More than that, their witticisms, sayings, and perceptions have further become embedded in pop music mythology. In a way, The Beatles are like family; they gave so much joy and insight to the world breaking molds and untold boundaries both technically and commercially.

All of this brings us to the central premise of "Get Back," a Paul McCartney-led project to get the group to write new songs for a live performance from scratch, the writing process of which would all be captured on film.

Episode One starts in the icy environs of Twickenham Film Studies, whereby the Fab Four, shaggy-haired, bearded and bored, congregate to "have another go" at more Beatle product. The group's de facto leader and early hit-making charge, John Lennon, is in the throes of new love with Yoko Ono and heroin addiction. Unwilling to defer to Paul's leadership but too frayed to lead, John doesn't seem to care about needing to rehearse or work. But being Beatles is a job anyway. He's late to arrive most days. And really, what's the point of rehearsing when you've already crushed the world in the studio and on the stage.

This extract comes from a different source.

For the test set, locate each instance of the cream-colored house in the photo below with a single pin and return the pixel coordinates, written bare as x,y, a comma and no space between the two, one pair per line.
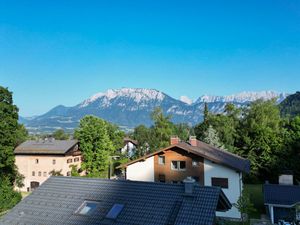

Since the death of erstwhile Beatles manager Brian Epstein, business-minded Paul McCartney has assumed the role of hard taskmaster. The pressure on him to create and push the others deepens as do the lines on his 20-something face.

At one juncture, he asks John if he has any more songs to contribute, to which John replies with an emphatic "No."

"We're gonna be faced with a crisis, you know," Paul says.

"When I'm up against the wall, Paul, you'll find I'm at my best," John retorts dryly through spectacled heroin haze.

Meanwhile, the cameras roll on silently.

As he would refer himself, J.B. Browne is a half "foreign devil" living with anxiety relieved by purchase. HK-born Writer/Musician/Tinkerer.

 

The views do not necessarily reflect those of DotDotNews.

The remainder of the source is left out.